L’introduction (p. 9-22) – très équilibrée et limpide – avertit de la portée des recherches de Schepers qui ne se bornent pas au cadre de la philosophie de Leibniz : « l’œuvre de Heinrich Schepers représente une véritable initiation aux Arcana philosophiae […] il ne faut pas parler ici de “philosophie leibnizienne”, mais tout simplement de philosophie […] son Leibniz n’est pas l’expression d’un aspect partiel de la philosophie de celui-ci […], mais plutôt la pleine synthèse qui l’intègre à notre présent et le rattache à son passé, en ce qu’il a de la philosophia perennis » (p. 9-10). Une confession de Schepers lui-même vient soutenir cette interprétation : « […] je ne suis pas un leibnizien, bien que je puisse donner l’impression de l’être, mais j’admire le génie de Leibniz avec la plus grande déférence » (p. 42). En ce sens, le lecteur pourra repérer la présence d’éléments ou d’analyses conceptuels étrangers à la philosophie de Leibniz. Apparaît ainsi, par exemple, une tendance à lire certaines thèses leibniziennes sur la métaphysique, la logique et le langage à la lumière de la notion wittgensteinienne d’espace logique (p. 37, 74 et 83-84), d’« atomisme logique » (p. 108), ou encore le recours à des comparaisons de la cosmologie théologique leibnizienne avec la cosmologie scientifique contemporaine enracinée dans la théorie du Big Bang (p. 49 et 92).
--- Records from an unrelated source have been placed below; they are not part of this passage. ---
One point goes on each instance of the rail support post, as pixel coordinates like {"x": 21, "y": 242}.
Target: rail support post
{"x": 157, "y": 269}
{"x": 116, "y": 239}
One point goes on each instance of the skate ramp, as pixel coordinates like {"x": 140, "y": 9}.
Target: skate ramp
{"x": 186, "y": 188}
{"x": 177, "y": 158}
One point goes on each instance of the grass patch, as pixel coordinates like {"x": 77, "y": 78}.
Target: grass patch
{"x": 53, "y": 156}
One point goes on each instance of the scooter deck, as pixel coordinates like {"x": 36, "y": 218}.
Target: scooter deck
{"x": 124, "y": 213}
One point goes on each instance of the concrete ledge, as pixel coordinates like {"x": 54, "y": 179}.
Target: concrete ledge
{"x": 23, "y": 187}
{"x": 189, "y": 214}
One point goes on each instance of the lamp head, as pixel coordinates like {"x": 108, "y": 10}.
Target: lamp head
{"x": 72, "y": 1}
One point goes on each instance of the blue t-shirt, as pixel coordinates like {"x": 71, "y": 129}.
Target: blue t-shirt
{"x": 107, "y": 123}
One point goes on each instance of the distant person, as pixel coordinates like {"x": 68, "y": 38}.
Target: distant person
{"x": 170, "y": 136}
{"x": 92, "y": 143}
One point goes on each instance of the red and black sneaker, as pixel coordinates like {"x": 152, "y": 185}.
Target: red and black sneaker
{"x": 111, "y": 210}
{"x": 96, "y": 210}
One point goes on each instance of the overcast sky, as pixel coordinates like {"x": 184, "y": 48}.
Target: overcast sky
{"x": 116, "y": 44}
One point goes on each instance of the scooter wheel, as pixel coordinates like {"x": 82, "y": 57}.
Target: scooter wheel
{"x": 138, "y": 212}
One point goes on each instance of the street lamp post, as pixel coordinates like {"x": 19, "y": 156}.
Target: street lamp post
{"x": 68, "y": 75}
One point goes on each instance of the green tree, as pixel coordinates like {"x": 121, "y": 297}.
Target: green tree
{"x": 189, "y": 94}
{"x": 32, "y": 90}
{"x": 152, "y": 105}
L’ouvrage se présente sous la forme d’un recueil d’articles. Il se compose de cinq chapitres, correspondant respectivement à cinq conférences prononcées puis publiées en langue allemande, soit dans des revues, soit dans des actes de colloque, réunies et traduites ici. Comme l’auteure l’explique dans l’introduction, la sélection des textes a pour but de donner « une vision suffisamment compréhensive de la métaphysique de Leibniz dans laquelle sont développées les questions fondamentales » (p. 10-11). Elle considère que les cinq articles suivent un même fil conducteur : 1. « Las polaridades de lo uno y de lo múltiple en el concepto de mónada » (« Les polarités de l’un et du multiple dans le concept de monade », p. 23-39), 2. « Percepción y armonía. Lo múltiple en lo uno, el mundo en la mónada » (« Perception et harmonie. Le multiple dans l’un, le monde dans la monade », p. 41-72), 3. « La modernidad de los conceptos de espacio y tiempo en Leibniz » (« La modernité des concepts d’espace et temps chez Leibniz », p. 73-94), 4. « La naturaleza del sujeto y el sujeto de la naturaleza » (« La nature du sujet et le sujet de la nature », p. 95-124) et 5. « Leibniz : ficción y verdad » (« Leibniz : fiction et vérité », p. 125-143).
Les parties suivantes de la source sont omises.